Interesting to be reading how I felt when I took this class the first time..
Week 3 – Emotions
Sometimes the most simple things tent to seem most difficult. What do I want?
Last week was horrible, I was really struggling with having a plan and fitting everything in, and remembering what I had to do.. But I promised myself not to give up, not to postpone, and like the scroll says you can’t retrieve nor substitute it for another.. And actually if you miss a day, you need to start all over on the 30 days, and I do not have time for that, 1) because I’m on the course and I have to follow 2) because if everything just can be done over, then why even try? I can do it tomorrow. NO!!! only if you don’t take your life and your dreams seriously.
Now things start to work as a plan, and slowly becoming a habit. Life and my old blue print keep trying to pull me back like the lobsters do..
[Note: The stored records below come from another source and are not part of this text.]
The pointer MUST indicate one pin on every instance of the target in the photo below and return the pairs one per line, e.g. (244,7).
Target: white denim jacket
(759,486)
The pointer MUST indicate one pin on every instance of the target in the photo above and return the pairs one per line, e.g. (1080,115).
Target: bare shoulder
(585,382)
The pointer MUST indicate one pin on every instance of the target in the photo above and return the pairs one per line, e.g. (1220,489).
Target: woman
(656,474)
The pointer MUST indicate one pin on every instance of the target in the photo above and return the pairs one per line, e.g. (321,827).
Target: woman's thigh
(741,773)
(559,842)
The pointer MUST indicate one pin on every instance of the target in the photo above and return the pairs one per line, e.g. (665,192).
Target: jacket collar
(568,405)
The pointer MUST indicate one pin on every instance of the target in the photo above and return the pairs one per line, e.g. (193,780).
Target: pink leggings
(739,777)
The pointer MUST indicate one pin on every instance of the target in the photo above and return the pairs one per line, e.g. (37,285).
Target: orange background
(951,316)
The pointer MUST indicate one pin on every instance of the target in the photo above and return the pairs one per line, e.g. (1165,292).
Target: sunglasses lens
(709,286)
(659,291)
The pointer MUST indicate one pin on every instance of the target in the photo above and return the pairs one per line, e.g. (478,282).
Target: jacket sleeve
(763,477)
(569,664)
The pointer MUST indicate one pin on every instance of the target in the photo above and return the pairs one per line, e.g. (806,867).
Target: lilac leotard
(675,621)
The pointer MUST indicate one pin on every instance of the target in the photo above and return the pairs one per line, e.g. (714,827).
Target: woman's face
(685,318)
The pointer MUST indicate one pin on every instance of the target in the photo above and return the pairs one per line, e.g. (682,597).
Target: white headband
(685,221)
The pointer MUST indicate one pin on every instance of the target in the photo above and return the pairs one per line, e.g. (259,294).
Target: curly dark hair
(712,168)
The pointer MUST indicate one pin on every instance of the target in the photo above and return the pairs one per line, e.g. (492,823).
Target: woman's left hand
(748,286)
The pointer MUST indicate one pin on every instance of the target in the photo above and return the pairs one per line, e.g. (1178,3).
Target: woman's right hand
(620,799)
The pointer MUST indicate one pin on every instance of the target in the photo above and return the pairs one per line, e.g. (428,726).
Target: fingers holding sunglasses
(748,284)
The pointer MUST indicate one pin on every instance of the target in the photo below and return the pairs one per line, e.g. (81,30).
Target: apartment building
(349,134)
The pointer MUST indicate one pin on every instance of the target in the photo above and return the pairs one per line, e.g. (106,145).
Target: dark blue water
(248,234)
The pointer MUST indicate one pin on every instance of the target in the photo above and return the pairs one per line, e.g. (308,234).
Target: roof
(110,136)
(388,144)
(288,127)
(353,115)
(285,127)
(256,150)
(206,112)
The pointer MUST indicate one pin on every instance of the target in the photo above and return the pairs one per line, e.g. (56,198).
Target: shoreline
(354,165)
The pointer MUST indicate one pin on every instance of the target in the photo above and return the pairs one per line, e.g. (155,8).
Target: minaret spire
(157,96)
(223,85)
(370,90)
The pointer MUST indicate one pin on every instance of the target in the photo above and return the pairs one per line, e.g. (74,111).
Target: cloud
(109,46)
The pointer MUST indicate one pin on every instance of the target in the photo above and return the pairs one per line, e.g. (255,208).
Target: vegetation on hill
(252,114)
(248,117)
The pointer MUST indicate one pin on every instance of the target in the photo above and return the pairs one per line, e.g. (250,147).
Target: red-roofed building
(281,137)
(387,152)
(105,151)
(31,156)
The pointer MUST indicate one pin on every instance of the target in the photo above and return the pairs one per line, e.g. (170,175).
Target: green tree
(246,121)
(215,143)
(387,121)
I couldn’t understand why people after the webinar at the mastermind sessions got so emotional, but then I started look at my DMP to figuring out what to change and what I really want in life. I was scared of deleting things because I don’t want to miss out even though I know that if I get the heartfelt dream in place, I will manifest the ‘smaller’ things. I suddenly started crying when I felt how much it would mean to me to have an au pair in my life. So that must be a start, something I really want to attract.. then it is just how do I put my DMP so that I can manifest that one thing, even though it is a really small thing compared to all the other things on my list. Because at the moment I feel it has become a checklist.
I should be simple to know what I want, but…
Actually the physical stuff, cars, houses etc. will come when I have my mission in life in place. There is so many things I want to do.. but where to start. Mark also talked about that maybe what we are doing now only is a stepping stone for something even greater, so stay open minded. But I have to start somewhere..
Emotions reading our assignments change the energy in not only me, but everything around me, so I’m really looking forward as I progress and getting more enthusiastic into these readings, what I/they will accomplish on my self-esteem, in my business and in my family life.
This is such an amazing experience.. I have done something similar to the DMP before and read that every day, and it changed a lot, so why did I stop. It didn’t become a good habit. But now with this I know that this goes so much deeper, because I’m guided by true professionals, so I get it right, and therefore I already now feels stronger, even though I’m not where it’s going to be at all, but that is okay.. I’m on the way, I’m on the move..
I’m so much looking forward to the me in 6 month. I will be so amazing, gloving, shining, happy, grateful, loving and just fantastic.
‘When the student is ready the teacher will show’ I now understand that this is true, because I have for a long time wanted changes and tried different things, which luckily brought me to you. I’m so grateful for being ready to be here.